Furthermore, the administration tried to deport numerous Guatemalan youngsters over Labor Day weekend, with at the least 76 youngsters being boarded onto planes, and presumably extra en route, earlier than a choose issued a restraining order.
Such actions have left immigrant youngsters languishing in authorities custody, whether or not in detention amenities, accommodations or group houses, for longer durations, as an alternative of being reunited with household.
Violent arrests, harmful detentions and extended incarceration present that the purposeful criminalizing of immigrants and Black of us isn’t solely dangerous to adults but in addition traumatizes youngsters.
Simply witnessing a mother or father’s arrest can have adverse psychological well being impacts on younger youngsters. When a youth is arrested, their life outcomes are negatively affected, together with a rise in possibilities of leaving college, greater charges of despair and suicidal ideas.
Creating scapegoats
Youth who’ve skilled incarceration are much less more likely to discover steady housing and employment as adults and six occasions extra more likely to expertise early loss of life in contrast with non-incarcerated youth. All of those adverse outcomes are additionally accompanied by excessive price. The common price of incarcerating a youth in a safe facility is about $214,620 per yr.
The punitive method doesn’t make sense as social coverage, nevertheless it serves a function for the Trump administration by turning weak populations into scapegoats.
U.S. Lawyer Jeanine Pirro not too long ago stated: “I see too much violent crime being committed by young punks who think they can get together in gangs and crews and beat the hell out of you.” Trump not too long ago stated of Baltimore youth: “They’re not going to be good in 10 years, in five years, in 20 years, in two years they’re going to be criminals.
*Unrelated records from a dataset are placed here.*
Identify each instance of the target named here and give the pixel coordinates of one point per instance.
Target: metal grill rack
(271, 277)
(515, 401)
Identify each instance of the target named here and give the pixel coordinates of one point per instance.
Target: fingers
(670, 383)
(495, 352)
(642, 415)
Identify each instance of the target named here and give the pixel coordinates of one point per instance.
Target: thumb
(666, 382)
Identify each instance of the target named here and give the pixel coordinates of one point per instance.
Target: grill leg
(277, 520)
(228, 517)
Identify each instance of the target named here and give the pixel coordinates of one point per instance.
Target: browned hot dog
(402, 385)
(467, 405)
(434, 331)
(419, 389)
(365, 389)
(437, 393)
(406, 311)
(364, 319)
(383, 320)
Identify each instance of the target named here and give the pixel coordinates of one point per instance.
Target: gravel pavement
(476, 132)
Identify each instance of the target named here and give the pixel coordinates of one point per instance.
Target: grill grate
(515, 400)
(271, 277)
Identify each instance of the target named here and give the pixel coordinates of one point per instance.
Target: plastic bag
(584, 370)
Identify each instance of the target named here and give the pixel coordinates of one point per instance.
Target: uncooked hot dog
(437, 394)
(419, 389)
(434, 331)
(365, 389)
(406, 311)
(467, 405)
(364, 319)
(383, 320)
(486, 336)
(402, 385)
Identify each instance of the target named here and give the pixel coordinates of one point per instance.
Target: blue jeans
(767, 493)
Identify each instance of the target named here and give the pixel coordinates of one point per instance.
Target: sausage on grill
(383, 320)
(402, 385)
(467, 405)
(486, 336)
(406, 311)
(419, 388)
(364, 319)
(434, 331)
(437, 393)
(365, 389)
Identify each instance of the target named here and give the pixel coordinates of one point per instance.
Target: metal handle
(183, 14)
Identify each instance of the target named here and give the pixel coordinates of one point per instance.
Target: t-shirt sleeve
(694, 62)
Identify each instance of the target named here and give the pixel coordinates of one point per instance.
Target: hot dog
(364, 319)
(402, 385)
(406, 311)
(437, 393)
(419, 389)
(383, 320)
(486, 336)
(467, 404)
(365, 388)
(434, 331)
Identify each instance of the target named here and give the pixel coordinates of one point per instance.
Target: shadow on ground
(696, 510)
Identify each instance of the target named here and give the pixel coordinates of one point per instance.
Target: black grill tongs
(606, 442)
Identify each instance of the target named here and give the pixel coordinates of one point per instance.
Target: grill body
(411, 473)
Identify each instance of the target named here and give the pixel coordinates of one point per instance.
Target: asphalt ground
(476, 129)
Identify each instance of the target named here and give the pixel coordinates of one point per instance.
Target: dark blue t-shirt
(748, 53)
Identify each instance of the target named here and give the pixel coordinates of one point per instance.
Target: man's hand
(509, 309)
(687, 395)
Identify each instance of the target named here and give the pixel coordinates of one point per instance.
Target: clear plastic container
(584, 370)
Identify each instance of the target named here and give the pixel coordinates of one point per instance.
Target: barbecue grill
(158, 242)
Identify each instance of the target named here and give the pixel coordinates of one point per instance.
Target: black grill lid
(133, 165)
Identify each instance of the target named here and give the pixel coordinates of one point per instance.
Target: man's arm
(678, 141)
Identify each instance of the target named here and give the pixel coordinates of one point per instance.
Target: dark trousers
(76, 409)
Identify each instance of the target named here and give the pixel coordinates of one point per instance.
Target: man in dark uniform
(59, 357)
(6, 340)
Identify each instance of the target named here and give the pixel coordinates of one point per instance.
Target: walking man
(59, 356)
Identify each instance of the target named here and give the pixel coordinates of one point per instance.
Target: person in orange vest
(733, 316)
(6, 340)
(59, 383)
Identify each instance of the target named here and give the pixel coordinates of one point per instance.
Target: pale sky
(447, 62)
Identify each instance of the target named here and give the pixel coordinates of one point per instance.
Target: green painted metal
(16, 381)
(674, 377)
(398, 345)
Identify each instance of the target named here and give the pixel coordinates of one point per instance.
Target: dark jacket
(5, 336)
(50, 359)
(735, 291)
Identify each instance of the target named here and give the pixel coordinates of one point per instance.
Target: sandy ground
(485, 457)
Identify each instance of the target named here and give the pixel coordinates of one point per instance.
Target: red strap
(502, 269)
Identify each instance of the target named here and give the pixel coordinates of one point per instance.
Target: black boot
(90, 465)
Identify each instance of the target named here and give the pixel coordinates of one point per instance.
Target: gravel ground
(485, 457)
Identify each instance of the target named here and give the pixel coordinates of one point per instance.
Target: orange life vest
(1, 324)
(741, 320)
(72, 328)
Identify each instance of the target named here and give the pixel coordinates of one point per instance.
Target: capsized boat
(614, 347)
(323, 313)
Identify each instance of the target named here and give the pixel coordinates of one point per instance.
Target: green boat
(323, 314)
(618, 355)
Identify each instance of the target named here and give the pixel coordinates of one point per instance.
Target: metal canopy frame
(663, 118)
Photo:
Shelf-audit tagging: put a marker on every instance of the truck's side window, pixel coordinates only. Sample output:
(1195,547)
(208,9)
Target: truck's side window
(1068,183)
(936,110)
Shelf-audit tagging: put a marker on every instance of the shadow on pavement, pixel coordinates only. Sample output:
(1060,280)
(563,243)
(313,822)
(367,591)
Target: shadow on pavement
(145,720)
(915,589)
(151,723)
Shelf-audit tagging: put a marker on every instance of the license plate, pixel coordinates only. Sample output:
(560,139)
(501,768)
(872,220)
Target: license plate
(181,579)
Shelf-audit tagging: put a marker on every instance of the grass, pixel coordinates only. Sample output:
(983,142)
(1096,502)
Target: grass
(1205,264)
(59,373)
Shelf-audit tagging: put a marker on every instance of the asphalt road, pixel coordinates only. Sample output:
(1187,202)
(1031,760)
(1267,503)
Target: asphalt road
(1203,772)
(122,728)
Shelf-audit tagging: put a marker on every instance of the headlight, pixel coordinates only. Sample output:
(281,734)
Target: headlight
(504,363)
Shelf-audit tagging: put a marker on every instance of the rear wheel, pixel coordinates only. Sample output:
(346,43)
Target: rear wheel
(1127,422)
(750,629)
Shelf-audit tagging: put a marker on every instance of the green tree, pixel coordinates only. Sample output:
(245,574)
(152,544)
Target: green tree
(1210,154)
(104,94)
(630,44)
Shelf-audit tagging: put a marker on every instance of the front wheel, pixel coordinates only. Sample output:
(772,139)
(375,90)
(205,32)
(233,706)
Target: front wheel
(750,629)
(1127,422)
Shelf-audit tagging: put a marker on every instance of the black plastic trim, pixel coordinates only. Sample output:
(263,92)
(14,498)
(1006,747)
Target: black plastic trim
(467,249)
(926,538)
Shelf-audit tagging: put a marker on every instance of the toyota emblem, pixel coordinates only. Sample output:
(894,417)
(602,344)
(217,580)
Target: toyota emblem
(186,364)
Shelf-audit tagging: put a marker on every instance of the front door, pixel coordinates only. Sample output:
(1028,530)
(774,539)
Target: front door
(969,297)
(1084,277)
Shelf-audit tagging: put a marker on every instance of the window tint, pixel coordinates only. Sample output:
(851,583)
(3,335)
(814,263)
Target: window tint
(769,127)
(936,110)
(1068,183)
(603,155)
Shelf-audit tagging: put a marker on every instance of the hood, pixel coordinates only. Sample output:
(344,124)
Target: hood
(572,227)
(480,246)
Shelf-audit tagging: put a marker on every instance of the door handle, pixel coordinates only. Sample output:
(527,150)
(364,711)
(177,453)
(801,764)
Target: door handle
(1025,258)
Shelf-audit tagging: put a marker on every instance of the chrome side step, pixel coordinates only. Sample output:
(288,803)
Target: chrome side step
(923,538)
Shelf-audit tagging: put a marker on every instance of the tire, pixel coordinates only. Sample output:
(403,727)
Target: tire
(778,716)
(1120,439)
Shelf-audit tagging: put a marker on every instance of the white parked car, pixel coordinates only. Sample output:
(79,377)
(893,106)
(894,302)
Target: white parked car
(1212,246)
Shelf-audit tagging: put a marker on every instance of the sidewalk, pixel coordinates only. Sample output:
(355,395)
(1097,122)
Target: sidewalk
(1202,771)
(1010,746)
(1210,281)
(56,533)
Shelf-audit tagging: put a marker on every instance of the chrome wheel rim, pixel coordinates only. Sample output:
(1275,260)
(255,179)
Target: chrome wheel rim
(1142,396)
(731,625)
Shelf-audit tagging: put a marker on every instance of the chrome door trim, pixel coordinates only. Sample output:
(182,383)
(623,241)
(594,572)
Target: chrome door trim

They were born to be criminals.”
Such phrases remind us that some officers see many Black and immigrant youth as criminals meant to be punished, not as youngsters meant to be protected. The rhetoric and insurance policies of the administration, together with cuts to evidence-based applications that really scale back violence, verify that this administration doesn’t care about the fee to the younger individuals violently arrested and incarcerated, nor about the fee to society. As a substitute of approaching all youngsters with care, the administration has waged conflict on immigrant and Black youth.
And it’s a conflict that advantages nobody.
Subini Annamma is an affiliate professor within the Graduate College of Training at Stanford College. David Stovall is a professor of Black research and criminology, regulation and justice. ©2025 Los Angeles Occasions. Distributed by Tribune Content material Company.